Recreating life
In the war-torn Hongkew district, Jewish refugees started establishing small businesses and set themselves up as doctors and teachers. People wanted to recreate what they were doing back home, Kracko said.
Gradually, a Jewish area inside Hongkew came to be known as "Little Vienna" for its European-style cafes, delicatessens, nightclubs, shops and bakeries. Kracko's mother worked in a German bakery there.
Material conditions were austere in the Jewish ghetto. On Kracko's first birthday, her grandfather baked a cake. She had no idea where he got the flour. The eggs and strawberry jam were from neighbors.
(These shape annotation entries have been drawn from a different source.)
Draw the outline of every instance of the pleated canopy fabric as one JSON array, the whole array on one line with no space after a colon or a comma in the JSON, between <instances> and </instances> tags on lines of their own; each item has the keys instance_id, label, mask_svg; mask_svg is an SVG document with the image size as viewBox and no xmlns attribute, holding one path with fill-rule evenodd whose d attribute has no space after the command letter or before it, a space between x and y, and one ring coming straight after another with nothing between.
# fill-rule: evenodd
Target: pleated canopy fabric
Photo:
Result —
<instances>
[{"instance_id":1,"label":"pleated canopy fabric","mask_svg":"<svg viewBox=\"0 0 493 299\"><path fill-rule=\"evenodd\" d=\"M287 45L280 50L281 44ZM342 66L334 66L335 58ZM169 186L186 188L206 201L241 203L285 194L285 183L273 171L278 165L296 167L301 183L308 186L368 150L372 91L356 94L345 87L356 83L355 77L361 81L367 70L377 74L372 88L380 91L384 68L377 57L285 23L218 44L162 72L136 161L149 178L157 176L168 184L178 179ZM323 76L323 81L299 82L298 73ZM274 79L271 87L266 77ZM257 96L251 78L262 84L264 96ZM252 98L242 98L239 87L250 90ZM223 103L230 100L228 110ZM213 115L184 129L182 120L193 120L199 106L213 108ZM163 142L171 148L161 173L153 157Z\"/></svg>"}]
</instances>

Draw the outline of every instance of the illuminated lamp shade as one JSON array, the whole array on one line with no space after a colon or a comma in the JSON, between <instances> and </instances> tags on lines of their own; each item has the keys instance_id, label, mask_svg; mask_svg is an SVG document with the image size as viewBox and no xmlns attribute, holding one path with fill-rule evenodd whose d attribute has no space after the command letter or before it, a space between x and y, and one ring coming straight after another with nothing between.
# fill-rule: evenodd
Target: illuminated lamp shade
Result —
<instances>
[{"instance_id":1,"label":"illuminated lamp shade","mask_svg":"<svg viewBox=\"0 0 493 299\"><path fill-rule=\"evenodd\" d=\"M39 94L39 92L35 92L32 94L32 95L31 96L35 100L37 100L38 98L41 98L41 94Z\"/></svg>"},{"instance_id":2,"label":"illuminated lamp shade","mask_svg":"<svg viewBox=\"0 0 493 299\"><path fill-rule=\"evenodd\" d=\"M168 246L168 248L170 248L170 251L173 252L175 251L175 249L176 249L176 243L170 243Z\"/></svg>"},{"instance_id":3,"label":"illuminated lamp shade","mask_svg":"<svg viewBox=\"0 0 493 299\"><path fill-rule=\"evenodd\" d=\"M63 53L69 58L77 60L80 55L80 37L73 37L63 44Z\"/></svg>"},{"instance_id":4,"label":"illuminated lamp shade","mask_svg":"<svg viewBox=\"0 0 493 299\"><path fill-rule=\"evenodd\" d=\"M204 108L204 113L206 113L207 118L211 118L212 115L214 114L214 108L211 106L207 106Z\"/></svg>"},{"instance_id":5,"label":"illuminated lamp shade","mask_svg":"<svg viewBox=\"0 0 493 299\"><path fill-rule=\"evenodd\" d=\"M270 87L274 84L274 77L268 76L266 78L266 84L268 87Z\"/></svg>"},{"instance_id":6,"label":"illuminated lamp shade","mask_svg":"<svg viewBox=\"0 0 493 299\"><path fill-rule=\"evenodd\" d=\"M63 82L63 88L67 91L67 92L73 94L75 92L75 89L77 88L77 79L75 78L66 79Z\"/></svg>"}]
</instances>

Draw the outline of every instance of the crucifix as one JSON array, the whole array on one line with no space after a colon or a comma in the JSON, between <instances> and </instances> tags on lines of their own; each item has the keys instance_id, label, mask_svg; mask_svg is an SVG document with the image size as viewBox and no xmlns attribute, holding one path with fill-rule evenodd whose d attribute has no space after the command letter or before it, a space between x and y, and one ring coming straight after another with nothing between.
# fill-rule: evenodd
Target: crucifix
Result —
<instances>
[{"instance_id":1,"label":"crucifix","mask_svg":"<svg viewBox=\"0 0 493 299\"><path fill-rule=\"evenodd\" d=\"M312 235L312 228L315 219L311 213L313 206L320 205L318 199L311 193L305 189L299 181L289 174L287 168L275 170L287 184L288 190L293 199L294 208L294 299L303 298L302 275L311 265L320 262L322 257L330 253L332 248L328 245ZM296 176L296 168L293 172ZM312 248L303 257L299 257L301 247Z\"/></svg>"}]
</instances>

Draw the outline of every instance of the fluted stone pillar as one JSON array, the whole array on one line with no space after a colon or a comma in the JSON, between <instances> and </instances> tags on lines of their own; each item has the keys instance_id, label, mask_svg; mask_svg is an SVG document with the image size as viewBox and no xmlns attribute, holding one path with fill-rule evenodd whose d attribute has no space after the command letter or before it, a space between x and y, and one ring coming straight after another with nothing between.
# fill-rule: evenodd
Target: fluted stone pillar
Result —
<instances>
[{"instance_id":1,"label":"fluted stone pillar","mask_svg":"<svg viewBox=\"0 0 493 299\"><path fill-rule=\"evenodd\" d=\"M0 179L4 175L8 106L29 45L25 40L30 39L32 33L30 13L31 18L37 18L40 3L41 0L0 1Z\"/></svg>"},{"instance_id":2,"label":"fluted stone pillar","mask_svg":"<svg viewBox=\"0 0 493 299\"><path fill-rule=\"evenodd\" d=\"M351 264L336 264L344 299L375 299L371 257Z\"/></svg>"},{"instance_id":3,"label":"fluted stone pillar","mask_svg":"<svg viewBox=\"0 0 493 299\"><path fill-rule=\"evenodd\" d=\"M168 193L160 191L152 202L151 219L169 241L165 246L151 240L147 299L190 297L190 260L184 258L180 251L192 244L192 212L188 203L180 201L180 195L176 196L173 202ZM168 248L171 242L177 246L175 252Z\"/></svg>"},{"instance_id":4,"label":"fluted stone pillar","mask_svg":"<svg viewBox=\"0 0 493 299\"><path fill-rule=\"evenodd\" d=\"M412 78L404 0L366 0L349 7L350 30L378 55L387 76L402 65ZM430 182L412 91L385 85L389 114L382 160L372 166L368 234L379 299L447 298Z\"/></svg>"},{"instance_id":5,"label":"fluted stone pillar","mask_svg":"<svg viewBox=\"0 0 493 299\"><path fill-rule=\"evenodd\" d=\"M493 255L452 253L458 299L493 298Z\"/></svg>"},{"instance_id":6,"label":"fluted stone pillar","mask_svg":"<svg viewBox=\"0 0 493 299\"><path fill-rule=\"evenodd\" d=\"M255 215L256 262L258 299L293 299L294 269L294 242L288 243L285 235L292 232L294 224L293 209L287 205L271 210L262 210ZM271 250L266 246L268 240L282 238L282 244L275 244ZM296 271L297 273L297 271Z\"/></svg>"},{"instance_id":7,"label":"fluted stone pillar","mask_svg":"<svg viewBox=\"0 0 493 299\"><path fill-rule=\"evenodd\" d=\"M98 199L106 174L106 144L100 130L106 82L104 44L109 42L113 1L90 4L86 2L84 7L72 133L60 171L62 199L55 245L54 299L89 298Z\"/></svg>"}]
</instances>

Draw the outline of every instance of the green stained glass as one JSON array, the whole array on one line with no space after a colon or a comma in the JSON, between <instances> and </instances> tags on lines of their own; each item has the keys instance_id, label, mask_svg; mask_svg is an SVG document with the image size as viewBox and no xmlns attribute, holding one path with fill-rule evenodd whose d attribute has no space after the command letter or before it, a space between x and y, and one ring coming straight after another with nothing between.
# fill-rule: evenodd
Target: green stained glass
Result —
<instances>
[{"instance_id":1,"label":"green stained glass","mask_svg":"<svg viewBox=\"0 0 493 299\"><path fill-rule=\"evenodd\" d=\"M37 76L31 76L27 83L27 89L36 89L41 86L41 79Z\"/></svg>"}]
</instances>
The cake was taken to the bakery, where Kracko's mom worked, to be baked.
Those memories were so deeply rooted in the family that many years after the war, when life had improved, Kracko's aunt would still stop people from throwing out used tea bags and would steep them repeatedly to make tea until the bags were no longer useful.
Kracko, now 77, has short, light, blonde hair. She was wearing a pink shirt and silver earrings during an interview with China Daily in her house by the sea in Westchester County, New York.
She is quite familiar with modern technology and uses an iPhone well. During the day, Kracko's phone was full of family messages. The great-grandmother was preparing for Rosh Hashanah, the Jewish New Year, which was only a week away.
When asked about her place of birth, Kracko's husband would often quip, "You'd never guess where she was born."
Ellen would respond, "I was born in 1947 in Shanghai after World War II."
People would then look wide-eyed and ask, "How?"
It has been estimated that around World War II, more than 400 Jewish babies were born in Shanghai and were called "Shanghai Babies". Kracko is one of them.
Chinese, Japanese, Indians and other refugees from Germany and Austria lived in Hongkew. Shanghai at that time witnessed 1,000 monthly refugee arrivals, and Hongkew residents faced dire conditions since the start of the full-scale war in China in 1937, according to the Shanghai Jewish Museum.
In a less than 2.6-square-kilometer area, the ghetto was home to some 10,000 native Chinese residents living side by side with thousands of Jewish refugees, the museum said.
The Chaim family lived next to a Chinese family and Kracko's mother would send cookies to the Chinese lady who lived downstairs. The Chinese lady, even though she could not communicate with them, would give her noodles in return.